Ireland Correspondent

Sinn Fein believes the British government will eventually be pressurised into dropping its insistence that the decommissioning of IRA weapons must begin before all-party talks are called, according to reliable republican sources.

Despite the fact that Sir Patrick Mayhew, Secretary of State for Northern Ireland, reiterated the official position on decommissioning in a speech in Belfast on Friday, Sinn Fein still believes the British government will move.

A senior republican source said: "They can be shifted. They can be turned 360 degrees. They've done it in the past." Sinn Fein leaders are to seek American support for their position during a series of visits to the US. Martin McGuinness is to spend a week there early next month, while Gerry Adams flies out around 11 September.

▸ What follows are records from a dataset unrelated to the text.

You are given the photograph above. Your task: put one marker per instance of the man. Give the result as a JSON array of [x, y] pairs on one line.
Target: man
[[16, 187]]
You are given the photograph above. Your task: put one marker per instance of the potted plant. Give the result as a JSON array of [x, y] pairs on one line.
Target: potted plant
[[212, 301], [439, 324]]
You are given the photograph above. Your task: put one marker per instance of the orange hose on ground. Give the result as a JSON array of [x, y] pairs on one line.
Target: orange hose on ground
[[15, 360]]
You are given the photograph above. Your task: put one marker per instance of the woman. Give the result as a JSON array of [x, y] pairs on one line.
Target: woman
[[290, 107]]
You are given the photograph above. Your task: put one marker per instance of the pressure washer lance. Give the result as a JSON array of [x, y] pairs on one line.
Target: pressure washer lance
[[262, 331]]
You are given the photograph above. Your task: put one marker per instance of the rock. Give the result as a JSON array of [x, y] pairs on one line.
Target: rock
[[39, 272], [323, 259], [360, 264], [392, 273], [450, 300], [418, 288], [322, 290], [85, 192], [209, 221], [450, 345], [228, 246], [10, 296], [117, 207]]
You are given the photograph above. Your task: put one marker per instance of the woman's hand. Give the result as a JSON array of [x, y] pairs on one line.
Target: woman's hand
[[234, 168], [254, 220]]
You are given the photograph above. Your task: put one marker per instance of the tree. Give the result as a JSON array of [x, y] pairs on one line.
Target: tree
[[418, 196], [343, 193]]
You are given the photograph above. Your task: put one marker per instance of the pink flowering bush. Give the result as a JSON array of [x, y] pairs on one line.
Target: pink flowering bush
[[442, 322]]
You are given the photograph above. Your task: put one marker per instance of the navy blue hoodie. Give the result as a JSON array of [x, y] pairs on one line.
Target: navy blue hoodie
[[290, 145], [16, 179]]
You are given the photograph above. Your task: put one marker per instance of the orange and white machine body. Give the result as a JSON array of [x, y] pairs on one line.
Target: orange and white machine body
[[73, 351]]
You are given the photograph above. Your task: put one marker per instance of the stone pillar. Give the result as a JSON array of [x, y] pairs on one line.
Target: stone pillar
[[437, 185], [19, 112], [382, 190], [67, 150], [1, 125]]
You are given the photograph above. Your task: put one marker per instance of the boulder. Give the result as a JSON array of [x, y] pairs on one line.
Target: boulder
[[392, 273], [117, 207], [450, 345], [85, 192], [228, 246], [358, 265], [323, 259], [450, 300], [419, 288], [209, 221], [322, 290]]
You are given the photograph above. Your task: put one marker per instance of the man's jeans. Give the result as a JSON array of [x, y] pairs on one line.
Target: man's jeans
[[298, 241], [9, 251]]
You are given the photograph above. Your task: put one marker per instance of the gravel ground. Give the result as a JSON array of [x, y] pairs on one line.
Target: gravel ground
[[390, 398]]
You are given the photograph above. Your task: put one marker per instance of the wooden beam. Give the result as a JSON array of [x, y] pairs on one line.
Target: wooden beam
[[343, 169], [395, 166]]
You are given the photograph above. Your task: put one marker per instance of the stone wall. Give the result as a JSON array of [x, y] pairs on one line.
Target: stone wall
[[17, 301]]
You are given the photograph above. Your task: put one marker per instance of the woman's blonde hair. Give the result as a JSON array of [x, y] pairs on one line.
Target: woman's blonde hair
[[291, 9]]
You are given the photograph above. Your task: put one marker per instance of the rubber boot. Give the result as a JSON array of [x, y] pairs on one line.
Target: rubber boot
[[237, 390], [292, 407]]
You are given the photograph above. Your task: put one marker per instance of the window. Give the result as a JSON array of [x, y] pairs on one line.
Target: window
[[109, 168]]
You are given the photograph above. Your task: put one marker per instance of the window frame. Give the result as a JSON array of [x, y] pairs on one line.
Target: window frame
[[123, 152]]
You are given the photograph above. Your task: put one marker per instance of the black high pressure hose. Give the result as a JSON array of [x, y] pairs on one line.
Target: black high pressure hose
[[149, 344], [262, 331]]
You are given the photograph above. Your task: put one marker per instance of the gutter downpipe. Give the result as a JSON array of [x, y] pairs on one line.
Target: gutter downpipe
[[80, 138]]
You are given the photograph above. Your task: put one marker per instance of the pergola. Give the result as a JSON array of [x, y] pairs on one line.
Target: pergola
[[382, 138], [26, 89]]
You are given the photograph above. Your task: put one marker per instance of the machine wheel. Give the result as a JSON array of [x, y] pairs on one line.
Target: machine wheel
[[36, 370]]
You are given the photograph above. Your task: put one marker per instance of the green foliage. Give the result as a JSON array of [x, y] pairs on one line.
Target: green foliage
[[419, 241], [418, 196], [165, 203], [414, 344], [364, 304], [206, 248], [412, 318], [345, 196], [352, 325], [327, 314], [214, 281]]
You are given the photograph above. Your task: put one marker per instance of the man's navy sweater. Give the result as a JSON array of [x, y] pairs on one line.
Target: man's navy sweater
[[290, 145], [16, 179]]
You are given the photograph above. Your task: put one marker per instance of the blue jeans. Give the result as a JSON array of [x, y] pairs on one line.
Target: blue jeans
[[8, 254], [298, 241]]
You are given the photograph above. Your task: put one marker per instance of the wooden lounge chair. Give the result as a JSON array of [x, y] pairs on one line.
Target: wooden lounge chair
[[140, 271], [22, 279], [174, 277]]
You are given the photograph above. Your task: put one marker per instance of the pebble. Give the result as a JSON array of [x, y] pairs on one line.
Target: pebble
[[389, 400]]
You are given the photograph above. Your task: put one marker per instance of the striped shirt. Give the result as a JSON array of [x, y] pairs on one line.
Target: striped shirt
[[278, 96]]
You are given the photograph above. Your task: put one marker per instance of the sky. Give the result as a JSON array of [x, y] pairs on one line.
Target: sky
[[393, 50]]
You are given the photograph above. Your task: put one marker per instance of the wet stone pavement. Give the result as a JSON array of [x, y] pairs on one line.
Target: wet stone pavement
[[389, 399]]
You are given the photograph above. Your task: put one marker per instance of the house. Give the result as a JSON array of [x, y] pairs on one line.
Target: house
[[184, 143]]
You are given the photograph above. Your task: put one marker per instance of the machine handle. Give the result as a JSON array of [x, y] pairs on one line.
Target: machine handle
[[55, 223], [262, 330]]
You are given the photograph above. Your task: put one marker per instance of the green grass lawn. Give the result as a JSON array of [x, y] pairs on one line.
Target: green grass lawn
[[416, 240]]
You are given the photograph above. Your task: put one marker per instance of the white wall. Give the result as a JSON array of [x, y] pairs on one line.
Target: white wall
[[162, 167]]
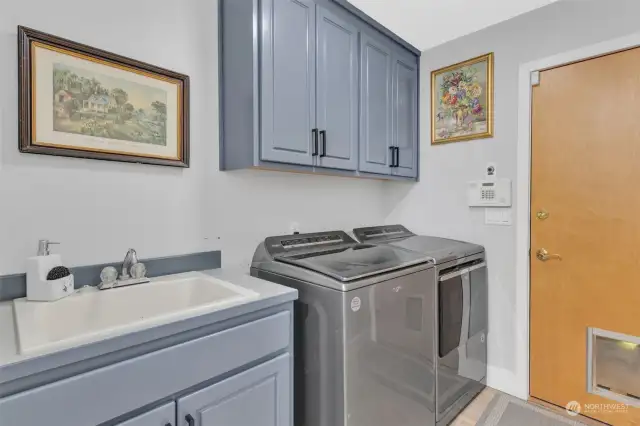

But republican sources admit the impact of republican visits to the US has been subject to the law of diminishing returns and that Mr Adams's trips no longer attract world attention.

The impasse over decommissioning has assumed central importance in the peace process as the first anniversary of the ceasefire on 1 September draws closer. Sinn Fein is pressing for round-table talks while the Government and Unionist politicians resist such moves in advance of decommissioning.

In his speech on Friday, Sir Patrick gave no ground to republicans, and government sources are emphatic there will be no movement. They concede the Government has shifted in the past on issues such as initially refusing to clarify the Downing Street declaration and originally insisting the IRA should declare its ceasefire to be permanent, but this time they say a line has been drawn. Although no way through this logjam is immediately apparent, much interest will centre on the meeting which Mr Adams is expected to hold with Sir Patrick in early September, and on the summit which the Prime Minister, John Major, and the Taoiseach, John Bruton, are to hold next month.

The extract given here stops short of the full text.